Von einem Völkermord oder Genozid sprechen Juristen, wenn folgende Handlungen aus rassistischen, ethnischen oder religiösen Gründen begangen werden:

  • Tötung
  • schwerer körperlicher oder seelischer Schaden an Mitgliedern einer Gruppe
  • Auferlegung von Lebensbedingungen, die Mitglieder oder ganze Gruppen vollständig zerstören können
  • Maßnahmen, die Geburten innerhalb einer Gruppe verhindern
  • gewaltsame Überführung von Kindern in eine andere Gruppe

Beispiele für Völkermorde gibt es einige: unter anderem die Vergehen der deutschen Kolonialmacht an den Herero und Nama 1904 und 1908. Das UN-Kriegsverbrechertribunal für Ruanda hat die Tötung Hunderttausender Tutsi in Ruanda (1994) als Völkermord bezeichnet. Der millionenfache Hungertod von Ukrainern und Bauern weiterer Nationalitäten durch die Sowjetunion in den 1930er-Jahren (Holodomor), wurde von einem ukrainischen Gericht als Genozid bezeichnet. Derzeit werfen sich Kiew und Moskau im Zusammenhang mit der russischen Invasion wieder Genozid vor. Der Internationale Gerichtshof und das UN-Kriegsverbrechertribunal für Jugoslawien haben den Massenmord der Serben an den Bosniaken ebenfalls als Völkermord bezeichnet. Und der Deutsche Bundestag spricht im Hinblick auf die Tötung unzähliger Jesiden (2014-2017) durch den Islamischen Staat von einem Genozid.

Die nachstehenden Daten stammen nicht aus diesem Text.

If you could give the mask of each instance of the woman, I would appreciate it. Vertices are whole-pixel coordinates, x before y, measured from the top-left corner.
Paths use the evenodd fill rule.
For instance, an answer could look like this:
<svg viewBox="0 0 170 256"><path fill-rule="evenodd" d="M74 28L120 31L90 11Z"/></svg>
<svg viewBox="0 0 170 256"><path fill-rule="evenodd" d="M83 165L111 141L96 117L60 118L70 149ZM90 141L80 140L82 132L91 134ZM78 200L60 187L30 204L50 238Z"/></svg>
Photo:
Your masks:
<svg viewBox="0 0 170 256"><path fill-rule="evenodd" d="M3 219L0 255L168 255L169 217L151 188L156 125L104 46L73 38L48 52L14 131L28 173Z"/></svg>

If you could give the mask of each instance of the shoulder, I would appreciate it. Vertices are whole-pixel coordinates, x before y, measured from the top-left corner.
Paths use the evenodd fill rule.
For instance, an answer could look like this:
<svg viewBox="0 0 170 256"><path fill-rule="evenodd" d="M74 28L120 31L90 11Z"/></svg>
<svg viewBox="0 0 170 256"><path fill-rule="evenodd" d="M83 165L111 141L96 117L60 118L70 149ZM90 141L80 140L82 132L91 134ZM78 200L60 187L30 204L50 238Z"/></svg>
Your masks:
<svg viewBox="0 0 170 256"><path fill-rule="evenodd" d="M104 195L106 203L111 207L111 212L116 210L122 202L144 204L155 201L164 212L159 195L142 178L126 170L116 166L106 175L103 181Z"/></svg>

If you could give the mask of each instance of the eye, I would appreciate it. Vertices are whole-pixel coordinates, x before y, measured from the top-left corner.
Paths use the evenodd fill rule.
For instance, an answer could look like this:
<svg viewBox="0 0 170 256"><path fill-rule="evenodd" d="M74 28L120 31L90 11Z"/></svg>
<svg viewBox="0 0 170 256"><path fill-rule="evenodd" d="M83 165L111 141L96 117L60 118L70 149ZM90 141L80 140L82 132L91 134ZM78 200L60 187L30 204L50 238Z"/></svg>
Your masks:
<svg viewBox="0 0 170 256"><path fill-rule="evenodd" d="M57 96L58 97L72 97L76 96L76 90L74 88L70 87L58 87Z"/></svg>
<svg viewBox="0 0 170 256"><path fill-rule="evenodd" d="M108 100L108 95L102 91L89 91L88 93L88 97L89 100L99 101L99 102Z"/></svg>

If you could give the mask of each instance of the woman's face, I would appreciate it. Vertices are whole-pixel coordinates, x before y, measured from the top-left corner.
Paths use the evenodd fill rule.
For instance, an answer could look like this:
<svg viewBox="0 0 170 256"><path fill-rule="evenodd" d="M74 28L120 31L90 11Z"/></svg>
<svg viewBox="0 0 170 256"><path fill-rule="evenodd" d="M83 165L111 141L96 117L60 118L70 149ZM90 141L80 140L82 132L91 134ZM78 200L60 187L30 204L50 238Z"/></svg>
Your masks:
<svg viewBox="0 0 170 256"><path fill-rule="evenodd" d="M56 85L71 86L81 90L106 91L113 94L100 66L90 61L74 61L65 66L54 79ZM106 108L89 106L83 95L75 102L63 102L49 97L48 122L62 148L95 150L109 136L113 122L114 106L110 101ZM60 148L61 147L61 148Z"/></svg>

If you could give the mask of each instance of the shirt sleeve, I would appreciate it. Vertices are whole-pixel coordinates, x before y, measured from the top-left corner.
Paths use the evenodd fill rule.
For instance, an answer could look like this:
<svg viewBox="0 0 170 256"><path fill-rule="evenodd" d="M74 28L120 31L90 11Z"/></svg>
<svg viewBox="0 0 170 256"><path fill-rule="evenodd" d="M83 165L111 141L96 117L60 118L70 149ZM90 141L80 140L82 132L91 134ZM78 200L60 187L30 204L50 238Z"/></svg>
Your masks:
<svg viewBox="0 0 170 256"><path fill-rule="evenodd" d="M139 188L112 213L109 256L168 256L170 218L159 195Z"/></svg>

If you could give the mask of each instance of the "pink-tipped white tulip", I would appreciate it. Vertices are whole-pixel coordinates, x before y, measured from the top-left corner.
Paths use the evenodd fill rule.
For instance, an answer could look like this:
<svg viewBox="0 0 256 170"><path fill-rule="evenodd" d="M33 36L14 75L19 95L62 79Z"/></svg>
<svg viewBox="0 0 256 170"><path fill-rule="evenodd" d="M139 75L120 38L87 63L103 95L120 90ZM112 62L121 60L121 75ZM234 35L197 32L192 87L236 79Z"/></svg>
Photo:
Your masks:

Es darf nur ein Motiv geben

Laut Völkerrecht muss hinter all diesen Maßnahmen die Absicht stehen, eine Gruppe zu zerstören. "Allerdings muss das Ziel nicht erreicht werden, um den Tatbestand zu erfüllen und wegen Völkermordes bestraft zu werden", sagt Lisa Wiese vom Institut für Völkerrecht an der Universität Leipzig dem stern. Ausschlaggebend sei die Zerstörungsabsicht, die "in der Regel aber sehr schwer nachweisbar ist". Die Zahl der Opfer sei dabei eher unerheblich, könne aber auf entsprechende Absichten hindeuten.

Nach einem Urteil des Internationalen Gerichtshof im Fall Kroatien gegen Serbien im Jahr 2005 muss die Zerstörungsabsicht das einzige Motiv sein. Sobald andere Gründe offensichtlich werden, kann der Tatbestand Völkermord abgelehnt werden. "Die Zerstörung der Gruppe muss das einzige Handlungsziel des Täters sein", betont Wiese.

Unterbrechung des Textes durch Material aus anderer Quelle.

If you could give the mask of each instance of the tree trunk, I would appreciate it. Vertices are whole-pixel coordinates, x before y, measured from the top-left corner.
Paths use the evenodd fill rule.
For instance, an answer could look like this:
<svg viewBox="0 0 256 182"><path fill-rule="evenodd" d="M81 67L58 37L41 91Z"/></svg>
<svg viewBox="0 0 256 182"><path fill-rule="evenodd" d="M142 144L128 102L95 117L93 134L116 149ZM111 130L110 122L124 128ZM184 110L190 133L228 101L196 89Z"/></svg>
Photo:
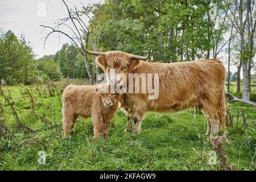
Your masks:
<svg viewBox="0 0 256 182"><path fill-rule="evenodd" d="M241 92L241 68L242 67L242 62L240 61L239 65L237 67L237 93Z"/></svg>
<svg viewBox="0 0 256 182"><path fill-rule="evenodd" d="M243 94L242 96L242 99L245 101L250 101L250 82L248 74L248 59L245 57L245 40L243 34L242 32L243 24L242 24L242 1L241 0L240 6L241 6L241 11L240 14L240 30L241 30L241 57L242 60L242 68L243 71ZM250 17L249 17L249 11L250 7L250 1L248 0L247 5L247 33L248 33L248 47L250 47ZM248 48L249 49L249 48Z"/></svg>
<svg viewBox="0 0 256 182"><path fill-rule="evenodd" d="M228 47L228 52L229 52L229 58L228 58L228 92L229 92L230 90L230 59L231 59L231 41L232 40L232 34L233 34L233 29L234 28L234 24L232 23L232 27L231 28L230 36L229 37L229 47Z"/></svg>
<svg viewBox="0 0 256 182"><path fill-rule="evenodd" d="M90 64L89 64L88 60L87 60L87 57L86 55L83 55L84 57L84 62L85 65L85 68L86 69L87 73L88 74L89 77L89 84L90 85L93 85L93 77L92 74Z"/></svg>
<svg viewBox="0 0 256 182"><path fill-rule="evenodd" d="M171 63L174 63L176 62L176 60L175 59L175 49L173 47L173 45L172 45L172 43L174 42L174 26L172 25L170 26L169 28L169 46L171 47L171 52L172 53L172 57L170 59Z"/></svg>

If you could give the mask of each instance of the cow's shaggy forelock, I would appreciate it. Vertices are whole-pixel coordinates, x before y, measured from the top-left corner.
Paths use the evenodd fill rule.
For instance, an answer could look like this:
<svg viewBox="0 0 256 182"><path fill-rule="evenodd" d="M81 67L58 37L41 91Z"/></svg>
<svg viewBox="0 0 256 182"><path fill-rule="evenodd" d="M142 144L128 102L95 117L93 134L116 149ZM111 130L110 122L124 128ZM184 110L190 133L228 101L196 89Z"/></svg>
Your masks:
<svg viewBox="0 0 256 182"><path fill-rule="evenodd" d="M129 54L119 51L107 52L105 59L111 68L128 67L130 61Z"/></svg>

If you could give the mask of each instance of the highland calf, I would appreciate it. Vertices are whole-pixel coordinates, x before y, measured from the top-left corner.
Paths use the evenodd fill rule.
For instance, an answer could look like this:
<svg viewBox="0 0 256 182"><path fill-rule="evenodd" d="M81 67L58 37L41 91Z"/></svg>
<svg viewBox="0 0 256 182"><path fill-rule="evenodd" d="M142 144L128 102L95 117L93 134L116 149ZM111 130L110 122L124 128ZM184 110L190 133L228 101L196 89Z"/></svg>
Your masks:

Zunächst keine Hinweise auf Völkermord im Gazastreifen

Im Krieg zwischen Israel und der Hamas ist der Fall nach Einschätzung von Juristen nur schwer zu bewerten. "Auch wenn einzelne Handlungen der israelischen Streitkräfte als Kriegsverbrechen bezeichnet werden können, bedeuten diese nicht zugleich einen Völkermord", sagt Matthias Hartwig vom Max-Planck-Institut für ausländisches öffentliches Recht und Völkerrecht dem stern. Bisher habe Israel nicht die Absicht geäußert, die Bevölkerung in dem Küstenstreifen auszulöschen. Der Militäranalyst am Institut für Nationale Sicherheitsstrategie (INSS) in Tel Aviv, Kobi Michael, sagte in einem ZDF-Interview lediglich, Israel müsse "die Hamas als militärische Organisation auslöschen".

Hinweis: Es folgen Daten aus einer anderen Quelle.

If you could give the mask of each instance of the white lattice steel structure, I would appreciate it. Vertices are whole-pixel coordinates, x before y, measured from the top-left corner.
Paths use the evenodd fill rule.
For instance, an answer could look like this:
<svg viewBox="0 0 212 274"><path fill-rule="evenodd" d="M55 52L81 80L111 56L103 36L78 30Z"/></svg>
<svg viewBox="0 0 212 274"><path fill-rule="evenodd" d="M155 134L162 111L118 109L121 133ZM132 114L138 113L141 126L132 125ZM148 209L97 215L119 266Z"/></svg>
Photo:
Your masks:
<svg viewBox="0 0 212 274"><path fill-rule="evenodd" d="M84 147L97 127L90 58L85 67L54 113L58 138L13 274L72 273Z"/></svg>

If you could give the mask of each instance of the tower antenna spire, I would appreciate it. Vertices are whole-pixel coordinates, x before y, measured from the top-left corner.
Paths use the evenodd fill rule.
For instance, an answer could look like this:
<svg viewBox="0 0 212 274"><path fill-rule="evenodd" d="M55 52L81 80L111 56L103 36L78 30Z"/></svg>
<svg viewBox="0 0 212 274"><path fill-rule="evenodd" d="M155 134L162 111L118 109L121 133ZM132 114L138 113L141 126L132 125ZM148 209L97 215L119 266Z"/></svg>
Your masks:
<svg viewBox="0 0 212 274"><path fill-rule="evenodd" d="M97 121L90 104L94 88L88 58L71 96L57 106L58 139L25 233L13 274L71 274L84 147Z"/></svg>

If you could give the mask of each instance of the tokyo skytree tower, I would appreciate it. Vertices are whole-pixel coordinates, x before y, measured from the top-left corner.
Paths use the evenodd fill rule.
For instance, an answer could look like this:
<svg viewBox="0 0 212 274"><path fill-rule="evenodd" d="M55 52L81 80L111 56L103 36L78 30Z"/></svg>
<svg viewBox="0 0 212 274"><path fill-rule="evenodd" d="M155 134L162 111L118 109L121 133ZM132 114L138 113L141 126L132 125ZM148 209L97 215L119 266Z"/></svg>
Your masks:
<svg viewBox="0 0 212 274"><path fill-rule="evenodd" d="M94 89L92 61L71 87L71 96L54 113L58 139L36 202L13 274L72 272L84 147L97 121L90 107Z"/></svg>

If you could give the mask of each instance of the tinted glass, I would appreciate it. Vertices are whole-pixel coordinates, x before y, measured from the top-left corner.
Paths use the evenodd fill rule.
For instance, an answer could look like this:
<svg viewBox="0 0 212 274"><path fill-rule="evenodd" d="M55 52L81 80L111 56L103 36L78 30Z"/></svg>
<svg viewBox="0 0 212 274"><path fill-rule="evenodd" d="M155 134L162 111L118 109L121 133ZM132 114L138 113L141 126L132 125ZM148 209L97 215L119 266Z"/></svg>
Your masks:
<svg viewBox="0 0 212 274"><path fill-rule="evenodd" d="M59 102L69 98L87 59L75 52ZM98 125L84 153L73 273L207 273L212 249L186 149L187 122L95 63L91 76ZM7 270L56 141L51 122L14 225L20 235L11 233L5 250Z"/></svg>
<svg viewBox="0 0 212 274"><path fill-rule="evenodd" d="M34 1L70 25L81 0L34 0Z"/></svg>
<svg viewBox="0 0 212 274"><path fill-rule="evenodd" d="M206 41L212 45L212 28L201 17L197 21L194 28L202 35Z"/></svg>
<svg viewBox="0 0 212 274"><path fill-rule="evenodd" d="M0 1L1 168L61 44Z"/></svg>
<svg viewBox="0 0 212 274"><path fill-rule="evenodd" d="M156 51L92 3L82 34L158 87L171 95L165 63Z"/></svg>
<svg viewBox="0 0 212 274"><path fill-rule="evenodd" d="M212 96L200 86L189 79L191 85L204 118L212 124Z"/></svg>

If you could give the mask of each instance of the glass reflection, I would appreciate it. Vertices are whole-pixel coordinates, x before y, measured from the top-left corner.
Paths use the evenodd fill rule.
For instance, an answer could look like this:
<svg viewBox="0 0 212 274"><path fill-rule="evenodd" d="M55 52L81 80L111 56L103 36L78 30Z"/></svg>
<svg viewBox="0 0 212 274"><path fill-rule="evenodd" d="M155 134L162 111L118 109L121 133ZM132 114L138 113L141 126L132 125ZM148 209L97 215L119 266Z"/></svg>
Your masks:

Rechtswissenschaftlerin Lisa Wiese von der Universität Leipzig räumt zudem ein, dass Israel nach dem Völkerrecht ein Selbstverteidigungsrecht zusteht. Das schließe den Einsatz militärischer Gewalt – im Rahmen des humanitären Völkerrechts – mit ein. In einem anderen Fall stellte der Internationale Gerichtshof zudem fest, dass Gewaltandrohung oder Gewalttaten gegen einen anderen Staat allein nicht ausreichen, um von einem Genozid zu sprechen.

Wie geht es weiter?

Südafrika wird seine Klage am Donnerstag erläutern. Am Tag darauf hat Israel die Gelegenheit, zu antworten. Bei dieser Anhörung wird es zunächst um einen Eilantrag Südafrikas gehen, über den die Richter in wenigen Wochen entscheiden werden. Völkermordverfahren können sich allerdings über Jahre hinziehen.